E essas consequências afectam tanto o alienante do bem como o seu adquirente, pois para além das consequências imediatas em sede de IMT e IMI, obrigam a ajustamentos fiscais no âmbito dos impostos sobre o rendimento das pessoas colectivas.

Na verdade, o artigo 58º-A do CIRC (a que corresponde o actual artigo 64º após a republicação do Código operada pelo Dec. Lei nº 159/2009, de 13.07) dispõe do seguinte modo:

1 - Os alienantes e adquirentes de direitos reais sobre bens imóveis devem adoptar, para efeitos da determinação do lucro tributável nos termos do presente Código, valores normais de mercado que não poderão ser inferiores aos valores patrimoniais tributários definitivos que serviram de base à liquidação do imposto municipal sobre as transmissões onerosas de imóveis (IMT) ou que serviriam no caso de não haver lugar à liquidação deste imposto.
2 - Sempre que, nas transmissões onerosas previstas no número anterior, o valor constante do contrato seja inferior ao valor patrimonial tributário definitivo do imóvel, é este o valor a considerar pelo alienante e adquirente, para determinação do lucro tributável.
3 - Para aplicação do disposto no número anterior:
a) O sujeito passivo alienante deve efectuar uma correcção, na declaração de rendimentos do exercício a que é imputável o proveito obtido com a operação de transmissão, correspondente à diferença positiva entre o valor patrimonial tributário definitivo do imóvel e o valor constante do contrato; (nosso sublinhado)
b) O sujeito passivo adquirente, desde que registe contabilisticamente o imóvel pelo seu valor patrimonial tributário definitivo, deve tomar tal valor para a base de cálculo das reintegrações e para a determinação de qualquer resultado tributável em IRC relativamente ao mesmo imóvel.
4 - Se o valor patrimonial tributário definitivo do imóvel não estiver determinado até ao final do prazo estabelecido para a entrega da declaração do exercício a que respeita a transmissão, os sujeitos passivos devem entregar a declaração de substituição durante o mês de Janeiro do ano seguinte àquele em que os valores patrimoniais tributários se tornaram definitivos. (nosso sublinhado)
5 - Relativamente ao adquirente, o disposto no número anterior não é aplicável quando se trate de correcção ao valor das reintegrações do imóvel, caso em que as relativas a exercícios anteriores serão consideradas como custo do exercício em que o valor patrimonial tributário se tornar definitivo.
6 - O disposto no presente artigo não afasta a possibilidade de a Direcção-Geral dos Impostos proceder, nos termos previstos na lei, a correcções ao lucro tributável sempre que disponha de elementos que comprovem que o preço efectivamente praticado na transmissão foi superior ao valor considerado.
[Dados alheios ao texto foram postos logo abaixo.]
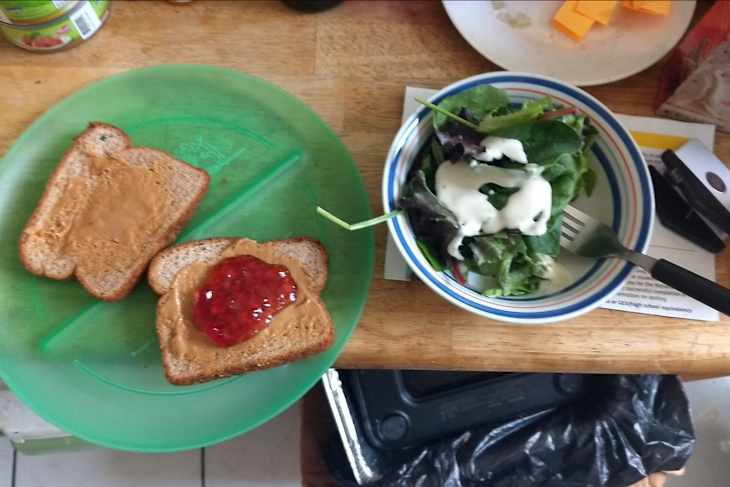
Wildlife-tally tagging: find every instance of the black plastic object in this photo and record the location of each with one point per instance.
(311, 6)
(694, 285)
(675, 214)
(410, 408)
(624, 429)
(698, 196)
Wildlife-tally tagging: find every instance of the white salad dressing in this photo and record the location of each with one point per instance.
(496, 147)
(527, 209)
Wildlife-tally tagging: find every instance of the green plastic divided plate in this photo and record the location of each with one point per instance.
(93, 368)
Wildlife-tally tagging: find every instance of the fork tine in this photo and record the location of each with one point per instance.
(576, 216)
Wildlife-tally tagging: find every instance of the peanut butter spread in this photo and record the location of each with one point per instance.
(182, 338)
(109, 214)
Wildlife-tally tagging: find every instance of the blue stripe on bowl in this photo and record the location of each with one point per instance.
(646, 196)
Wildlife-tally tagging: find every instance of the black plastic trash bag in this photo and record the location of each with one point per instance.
(624, 429)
Donde resulta que a norma estabelece, como princípio base, que os vendedores e compradores de direitos reais de imóveis devem adoptar, nas suas transacções, valores de mercado que não poderão ser inferiores aos VPT definitivos que serviram de base à liquidação de IMT. Pelo que sempre que se verifiquem desvios negativos entre o valor declarado pelas partes e o respectivo valor patrimonial definitivo, será este o valor relevante para efeitos de determinação do lucro tributável. Por conseguinte, para determinação do lucro tributável referente às transacções de imóveis em sede de IRC, prevalece o VPT fixado para efeitos de IMT sobre o preço declarado da transacção, sempre que o primeiro seja superior ao segundo.
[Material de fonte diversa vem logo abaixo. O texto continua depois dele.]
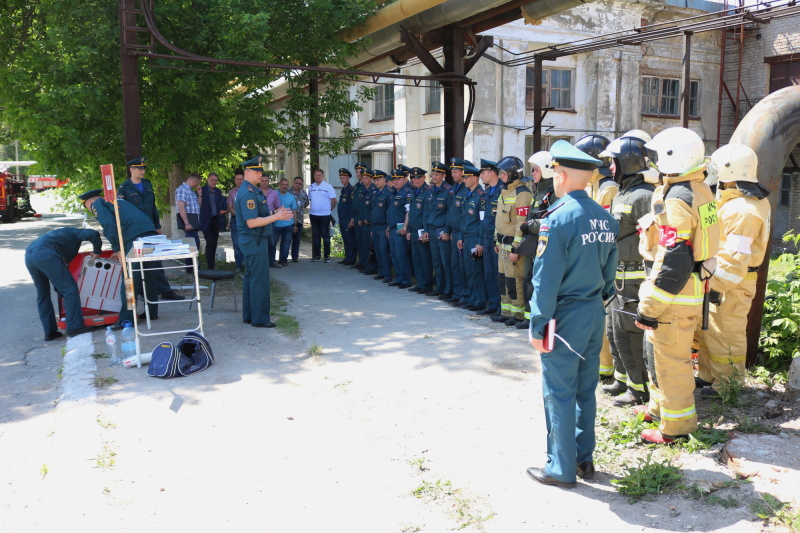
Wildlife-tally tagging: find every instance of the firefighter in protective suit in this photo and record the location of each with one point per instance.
(512, 208)
(602, 189)
(744, 213)
(542, 170)
(629, 160)
(671, 297)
A aplicação desta regra implicará, assim, em termos de imposto sobre o rendimento de pessoas colectivas, e de forma necessária, a obrigação para o vendedor de efectuar uma correcção relativamente à declaração fiscal de rendimentos do exercício a que é imputável o proveito obtido com a transmissão (correcção correspondente à diferença entre o valor declarado e o VPT fixado), o que, na prática, envolve uma nova e imediata obrigação tributária de natureza contabilística e declarativa, e implicará, em princípio, uma mediata obrigação tributária de pagar mais imposto; por outro lado, para o comprador, as implicações traduzem-se no facto de ele poder considerar para efeitos fiscais o VPT fixado, o que, na prática, implicará um aumento das amortizações fiscais e um aumento da base fiscal do imóvel na sua futura venda.
Em suma, a aplicação deste regime obriga os sujeitos passivos de IRC ao cumprimento (actual) de obrigações de natureza contabilística e declarativa, para além da eventual (futura) obrigação de entrega de imposto.
Tratando-se, porém, de um preceito com a natureza de norma especial anti-abuso, que visa corrigir, para efeitos de determinação do lucro tributável, os valores de venda/aquisição dos imóveis, ela só pode operar na sequência de um procedimento legal tributário que possibilite a demonstração, perante a administração tributária, que os valores das transacções praticados foram efectivamente inferiores aos valores patrimoniais tributários respectivos. Razão por que foi instituída a possibilidade de os sujeitos passivos exibirem elementos de prova que comprovem que o valor declarado e registado na contabilidade é o verdadeiro preço de compra (no caso do comprador) e o verdadeiro preço de venda (no caso do alienante), em conformidade com o disposto no art. 129º do CIRC (a que corresponde o actual art. 139º após a republicação do CIRC operada pelo DL nº 159/2009), que reza assim:
1 - O disposto no n.º 2 do artigo 58º-A não é aplicável se o sujeito passivo fizer prova de que o preço efectivamente praticado nas transmissões de direitos reais sobre bens imóveis foi inferior ao valor patrimonial tributário que serviu de base à liquidação do imposto municipal sobre as transmissões onerosas de imóveis.
2 - Para efeitos do disposto no número anterior, o sujeito passivo pode, designadamente, demonstrar que os custos de construção foram inferiores aos fixados na portaria a que se refere o nº 3 do artigo 62º do Código do Imposto Municipal sobre Imóveis, caso em que ao montante dos custos de construção deverão acrescer os demais indicadores objectivos previstos no referido Código para determinação do valor patrimonial tributário.
3 - A prova referida no nº 1 deve ser efectuada em procedimento instaurado mediante requerimento dirigido ao director de finanças competente e apresentado em Janeiro do ano seguinte àquele em que ocorreram as transmissões, caso o valor patrimonial tributário já se encontre definitivamente fixado, ou nos 30 dias posteriores à data em que a avaliação se tornou definitiva, nos restantes casos.
4 - O pedido referido no número anterior tem efeito suspensivo da liquidação, na parte correspondente ao valor do ajustamento previsto no nº 2 do artigo 58º-A, a qual, no caso de indeferimento total ou parcial do pedido, será da competência da Direcção-Geral dos Impostos.
5 - O procedimento previsto no nº 3 rege-se pelo disposto nos artigos 91º e 92º da Lei Geral Tributária, com as necessárias adaptações, sendo igualmente aplicável o disposto no nº 4 do artigo 86º da mesma lei.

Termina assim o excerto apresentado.